Why Consider this Fund?
1) Diversification: The fund provides investors with a diversified portfolio. Fund managers have the flexibility to change allocation to various asset classes as per the changing market conditions. For example: If the equity market is volatile or in a bearish mode, then fund managers can allocate more to debt, gold, or other instruments to provide downside protection to the portfolio. On the other hand, if the market is amidst a bull run, the fund manager can consider allocating to equities. As a result, it becomes a win-win situation for investors in all market circumstances.

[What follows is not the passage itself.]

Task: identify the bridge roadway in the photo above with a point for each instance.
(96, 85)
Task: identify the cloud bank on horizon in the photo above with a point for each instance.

2) Aids in Minimising Portfolio Volatility: This investment strategy aims to provide investors with exposure to several market opportunities while mitigating the impact of volatility on any single asset. By investing in multi-asset funds, investors can spread risks and boost returns.
3) Portfolio Rebalancing: Given that the fund managers have a sound understanding of market movements, they rebalance the portfolio as and when required, a task which is otherwise very challenging for a lay investor.
4) Taxation: These offerings are taxed akin to equity funds. If the investment is held for less than a year, any gains will be taxed at the short-term capital gains rate (15 per cent). If held for more than a year, the gains will be taxed at the long-term capital gains rate (10 per cent) on gains in excess of Rs 1 lakh per annum.
According to data from Value Research, there are 31 funds available in the category offered by different asset management companies (AMCs). In the last one-year period, the category returns were in the range of 6 percent to 24 percent. Given the nature of the fund, investors looking for relative stability in returns can consider investing in the fund with an investment horizon of at least three to five years.
How to Select a Fund in this Category?
Since there are over two dozen funds to choose from, investors should watch out for the long term track record of the fund. Most often investors make the mistake of looking at the past one-year return to decide on the fund selection, which is an erroneous approach. Investors should especially check how the fund has reacted to bull as well as bear phases of the market. This will help provide an idea of the agility of the fund manager in terms of changing the allocation to various asset classes.
Another aspect to know is if the fund house is known for its hybrid fund management capabilities. Since various asset class experts come together to decide on the allocation, if a fund house is reputed for its hybrid fund management, then one can be rest assured. Finally, try and understand the process followed by the fund of your choice and check if it inspires confidence.
One of the largest and the oldest in the category is the ICICI Prudential Multi-Asset Fund, with a 21-year track record. In terms of SIP performance, the fund has delivered a CAGR of 17.4 per cent i.e. a total investment of Rs 25.3 lakh would have grown to Rs 2.1 crore.